16/10/12 16:40:53 INFO Datastore: The class "org.apache.hadoop.hive.metastore.model.MOrder" is tagged as "embedded-only" so does not have its own datastore table.
16/10/12 16:40:54 INFO Datastore: The class "org.apache.hadoop.hive.metastore.model.MFieldSchema" is tagged as "embedded-only" so does not have its own datastore table.
16/10/12 16:40:54 INFO Datastore: The class "org.apache.hadoop.hive.metastore.model.MOrder" is tagged as "embedded-only" so does not have its own datastore table.
16/10/12 16:40:54 INFO MetaStoreDirectSql: Using direct SQL, underlying DB is DERBY
16/10/12 16:40:54 INFO ObjectStore: Initialized ObjectStore
16/10/12 16:40:55 WARN ObjectStore: Version information not found in metastore. hive.metastore.schema.verification is not enabled so recording the schema version 1.2.0
16/10/12 16:40:55 WARN ObjectStore: Failed to get database default, returning NoSuchObjectException
16/10/12 16:40:55 INFO HiveMetaStore: Added admin role in metastore
16/10/12 16:40:55 INFO HiveMetaStore: Added public role in metastore
16/10/12 16:40:55 INFO HiveMetaStore: No user is added in admin role, since config is empty
16/10/12 16:40:55 INFO HiveMetaStore: 0: get_all_databases
16/10/12 16:40:55 INFO audit: ugi=root  ip=unknown-ip-addr  cmd=get_all_databases   
16/10/12 16:40:55 INFO HiveMetaStore: 0: get_functions: db=default pat=*
16/10/12 16:40:55 INFO audit: ugi=root  ip=unknown-ip-addr  cmd=get_functions: db=default pat=* 
16/10/12 16:40:55 INFO Datastore: The class "org.apache.hadoop.hive.metastore.model.MResourceUri" is tagged as "embedded-only" so does not have its own datastore table.
16/10/12 16:40:55 INFO SessionState: Created local directory: /tmp/8733297b-e0d2-49cf-8557-62c8c4e7cc4a_resources
16/10/12 16:40:55 INFO SessionState: Created HDFS directory: /tmp/hive/root/8733297b-e0d2-49cf-8557-62c8c4e7cc4a
16/10/12 16:40:55 INFO SessionState: Created local directory: /tmp/root/8733297b-e0d2-49cf-8557-62c8c4e7cc4a
16/10/12 16:40:55 INFO SessionState: Created HDFS directory: /tmp/hive/root/8733297b-e0d2-49cf-8557-62c8c4e7cc4a/_tmp_space.db
16/10/12 16:40:55 INFO HiveContext: default warehouse location is /user/hive/warehouse
16/10/12 16:40:55 INFO HiveContext: Initializing HiveMetastoreConnection version 1.2.1 using Spark classes.
16/10/12 16:40:55 INFO ClientWrapper: Inspected Hadoop version: 2.6.0
16/10/12 16:40:55 INFO ClientWrapper: Loaded org.apache.hadoop.hive.shims.Hadoop23Shims for Hadoop version 2.6.0
16/10/12 16:40:56 INFO HiveMetaStore: 0: Opening raw store with implemenation class:org.apache.hadoop.hive.metastore.ObjectStore
16/10/12 16:40:56 INFO ObjectStore: ObjectStore, initialize called
16/10/12 16:40:56 INFO Persistence: Property hive.metastore.integral.jdo.pushdown unknown - will be ignored
16/10/12 16:40:56 INFO Persistence: Property datanucleus.cache.level2 unknown - will be ignored
16/10/12 16:40:56 WARN Connection: BoneCP specified but not present in CLASSPATH (or one of dependencies)

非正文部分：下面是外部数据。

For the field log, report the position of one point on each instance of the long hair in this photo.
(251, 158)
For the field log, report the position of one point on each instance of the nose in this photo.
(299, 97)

16/10/12 16:40:56 WARN Connection: BoneCP specified but not present in CLASSPATH (or one of dependencies)
16/10/12 16:40:57 INFO ObjectStore: Setting MetaStore object pin classes with hive.metastore.cache.pinobjtypes="Table,StorageDescriptor,SerDeInfo,Partition,Database,Type,FieldSchema,Order"
16/10/12 16:40:58 INFO Datastore: The class "org.apache.hadoop.hive.metastore.model.MFieldSchema" is tagged as "embedded-only" so does not have its own datastore table.
16/10/12 16:40:58 INFO Datastore: The class "org.apache.hadoop.hive.metastore.model.MOrder" is tagged as "embedded-only" so does not have its own datastore table.
16/10/12 16:40:59 INFO Datastore: The class "org.apache.hadoop.hive.metastore.model.MFieldSchema" is tagged as "embedded-only" so does not have its own datastore table.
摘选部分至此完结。